Но это был идеальный вариант.
Во-первых, служба рирайта, зевая и потягиваясь, принималась за работу хорошо к семи, а то и к восьми – они подчас трудились за полночь, и торопиться им было ровным счетом некуда. Но, главное, по мере чтения, как правило, у них возникали вопросы к автору, и тогда со второго этажа звонили нам на третий и просили такого-то спуститься. Этого рода вызов последовал для меня впервые лишь к концу третьего месяца моей новой службы, быть может, потому, что попервоначалу мне никто ничего толком не растолковал, и я сбегал из редакции, как только Иннокентий принимал мою статейку. Только много позже я спохватился, что делаю что-то не так. И было несколько странно, что никто мне не подсказал, что поступаю я против правил. Много позже я сообразил, что мои добросердечные коллеги лишь молчаливо позволяли мне набирать штрафные очки: мол, катишься мимо кассы на санках – и в добрый путь.
Надо сказать, с непривычки я разволновался. Коллеги смотрели на меня, ухмыляясь. "Ну вот, познакомитесь с нашим рирайтом",- сладко протянула культуролог по имени Настя Мед, грудастая умная дама, звезда отдела культуры, писавшая, безусловно, живее и злее всех остальных,- протянула, мне показалось, не без злорадства. В волнении отправился я на второй этаж.
В таком же, как наш, загоне сидели полдюжины мальчиков и девочек аспирантского возраста и вида. Прежде всего меня поразило выражение их лиц – у всех как одного донельзя высокомерное. Ни тени доброжелательности не скользнуло ни по одной физиономии, даже оттенка простой вежливости, когда я неловко представился и объяснил, что меня, мол, вызывали. Они, будто сговорившись, держались неприступно, как государственные чиновники некоего враждебного отдельному гражданину ведомства, и это странно контрастировало с их обликами -интеллигентно-еврейскими преимущественно, нежными, чуть не светящимися, какие бывают у хорошо выкормленных и мытых, добротно образованных отпрысков приличных семейств.
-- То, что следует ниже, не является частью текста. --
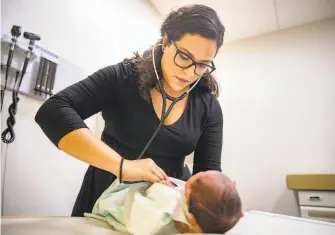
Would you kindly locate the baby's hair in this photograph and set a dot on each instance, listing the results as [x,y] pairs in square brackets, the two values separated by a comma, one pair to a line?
[215,203]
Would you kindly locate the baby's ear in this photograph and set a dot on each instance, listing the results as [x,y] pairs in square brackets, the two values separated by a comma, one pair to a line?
[193,223]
Меня поманил лысоватый юноша лет двадцати пяти с круглой головой, бесцветными глазами навыкате и с пробивающейся сквозь напускную небрежность врожденной застенчивостью. Говорил он очень тихим голосом, тщательно не глядя мне в глаза. Но говорил вещи совершенно наглые – за мою долгую писательскую карьеру ни один редактор со мной так никогда не разговаривал. Он указал на мой текст, который был высвечен перед ним на мониторе, и вкрадчиво спросил:
– Вы что, действительно почитаете советского Алексея Толстого пристойным писателем?
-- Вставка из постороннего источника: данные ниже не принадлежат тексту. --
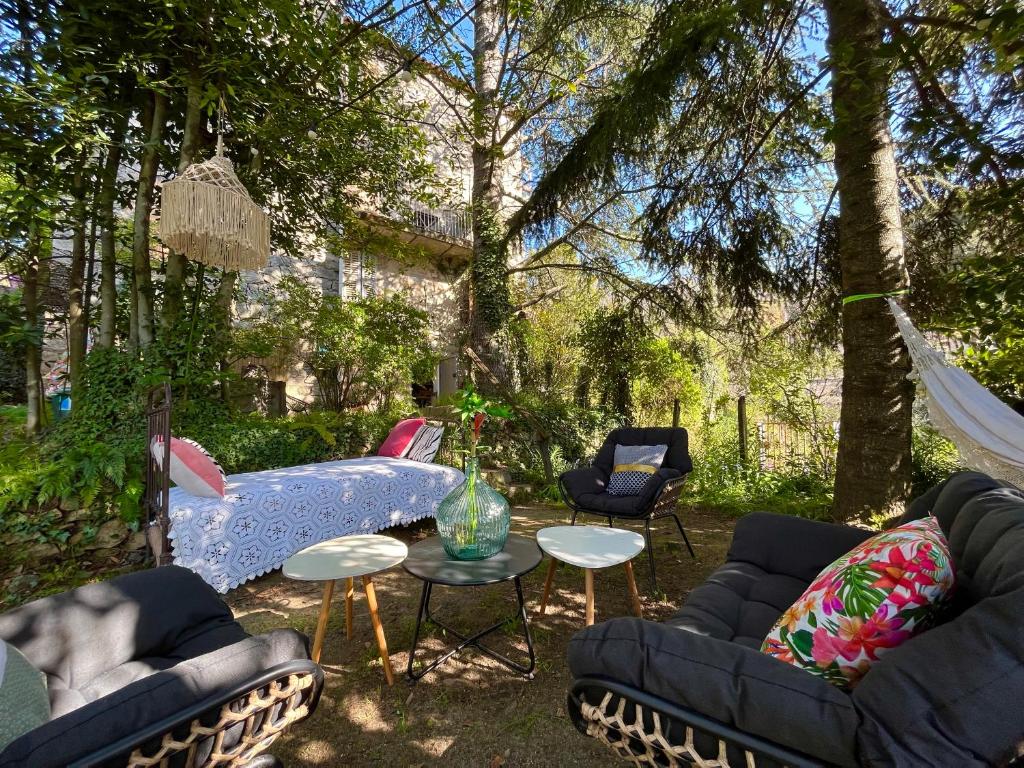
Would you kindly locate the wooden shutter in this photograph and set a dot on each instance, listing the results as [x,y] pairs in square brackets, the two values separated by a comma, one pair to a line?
[348,276]
[357,278]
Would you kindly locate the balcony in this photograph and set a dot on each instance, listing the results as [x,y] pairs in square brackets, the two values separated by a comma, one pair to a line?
[445,232]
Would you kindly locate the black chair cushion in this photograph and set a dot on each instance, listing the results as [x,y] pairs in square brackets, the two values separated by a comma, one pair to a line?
[677,457]
[617,506]
[739,602]
[584,480]
[150,699]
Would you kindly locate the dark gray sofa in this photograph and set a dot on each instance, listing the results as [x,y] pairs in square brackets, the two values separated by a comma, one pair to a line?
[153,658]
[697,684]
[584,489]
Признаться, я поначалу решил, что ослышался. Я искренне полагал, что дело этого плешивого юнца не полемизировать со мной по поводу моих литературных взглядов и пристрастий, но устранить какие-то нестыковки или – чем черт не шутит – стилистические ошибки, коли таковые обнаружатся.
– И потом,- продолжил он уже совершенно невозможным тоном,- вы действительно полагаете, что это вот слово,- он ткнул чистым правильным ногтем в текст,- именно так и пишется?